There are only a couple of occasions every year where I overtly choose to tolerate bad music. One time is during solo car trips when radio-flipping passes the long and monotonous miles. The other is during the Grammy’s. I’m not convinced that you can really enjoy music in America without at least being mildly curious about the Grammy’s. Whether it truly remains the biggest night in music is certainly debatable; I find it a more celebratory occasion for CéU to sing while walking down the street. In her head.

But there is no denying a few things about the Grammy’s. The performances are (almost) always top notch, showcasing a variety of talent from a broad musical spectrum. It’s true that I don’t like a lot of it, regardless of talent (I don’t like some good stuff, and some of the stuff I like isn’t good), but I wouldn’t know that if I never listened to any of it. I have to give props even to certain songs/repertoires I cannot normally stand (Celine Dion and Barbara Streisand), from incredibly talented performers.

This of course is not quite the bad music I am referring to, where I would say that the likes of Nickelback and Green Day (and that poorly aging guy who won the American Idol show a few years ago – awful) are pretty awful to my ears. I believe that the term is best summarized by Michael Bolton (haha, how ironic) from Office Space.

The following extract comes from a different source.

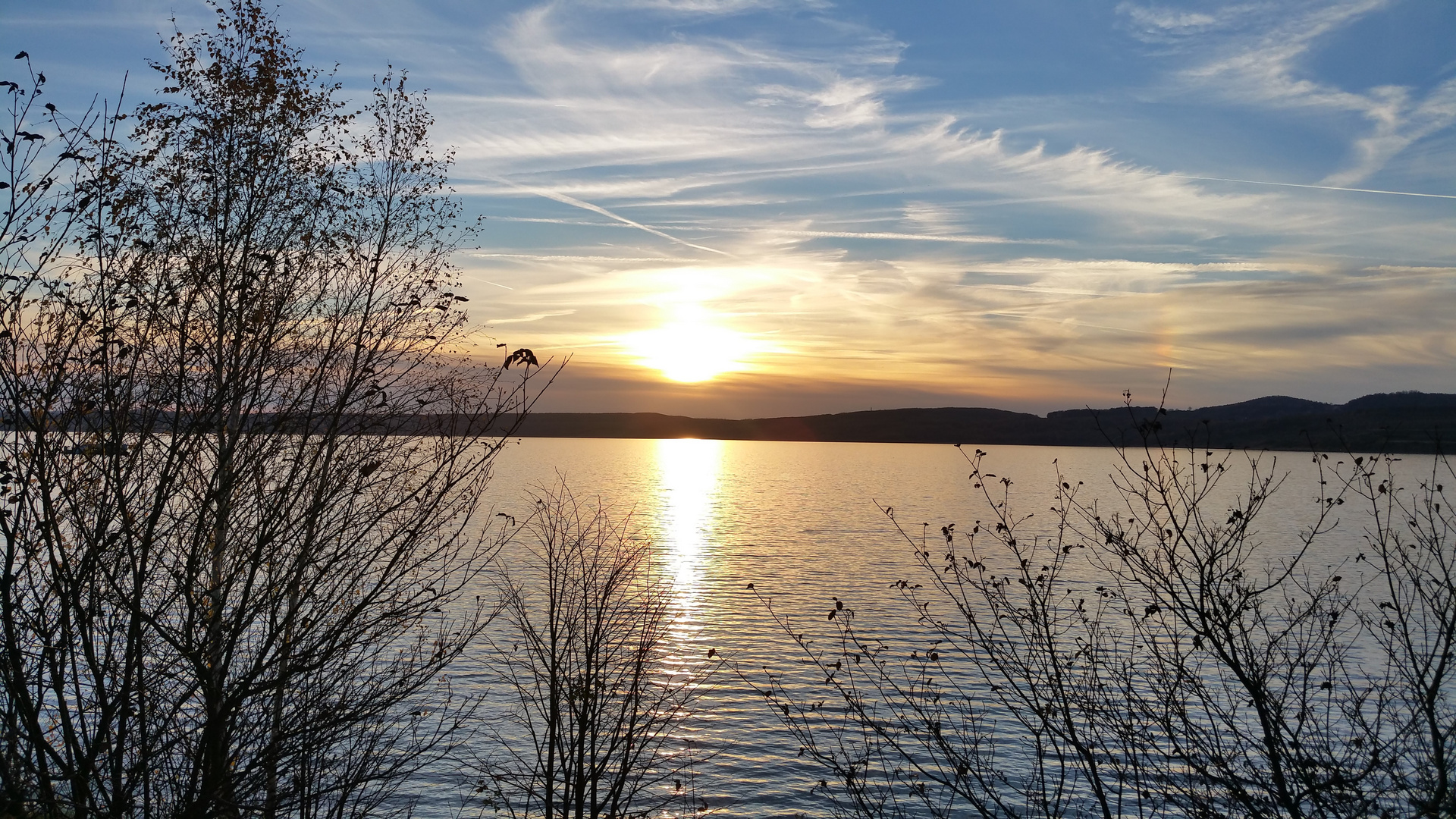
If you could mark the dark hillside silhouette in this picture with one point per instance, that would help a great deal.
(1400, 422)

Nevertheless, it’s part cultural experience and part genuine interest in sampling the spectrum randomly that keeps me tuned to pop music culture.

Alright, I’ve probably said it before, and it really won’t be the last time, but I thought I should address the term “jazz.”

It’s a term for a musical tradition that is probably based on a blues scale, is marked by a syncopated rhythm among others (of which I am thinking of swing in a sense), incorporates improvisation, and is played by certain standard instruments (though notable exceptions certainly exist). There is an element of African polyrhythms, but like many other features of a particular period in jazz, this is not always strictly the case.

Aside from the political and social landscape of jazz and various jazz movements which are critically important to telling a proper story of its progression, these are some of the elements that mark the music. It is not in an attempt to be elitist that some things are excluded from this label, but in the spirit of using genres as categorization tools, they won’t be useful if we don’t adhere to something; it’s also true that too many such labels also easily lose their meaning — avant-garde jazz, free jazz, cool jazz, post-bop, pre-bop, hard bop (but no soft bop), etc.

What you hear on contemporary jazz radio isn’t jazz — it’s actually more suitably classified as R&B. It was an art form that has required jazz like instrumentation for a very long time, incorporating elements of soul, blues, and pop music. It’s often missing the traditional element of vocal song that most people associate with R&B (Temptations, Stevie Wonder, Shai, etc.), but if you listen to a contemporary Mindy Abair (gasp) record, you’re likely to hear something not dissimilar to what you’d hear on a Babyface album. While I’ve always known that “jazz” ain’t jazz, I didn’t really make the connection until listening to Every Time I Close My Eyes to realize that “jazz” is just R&B.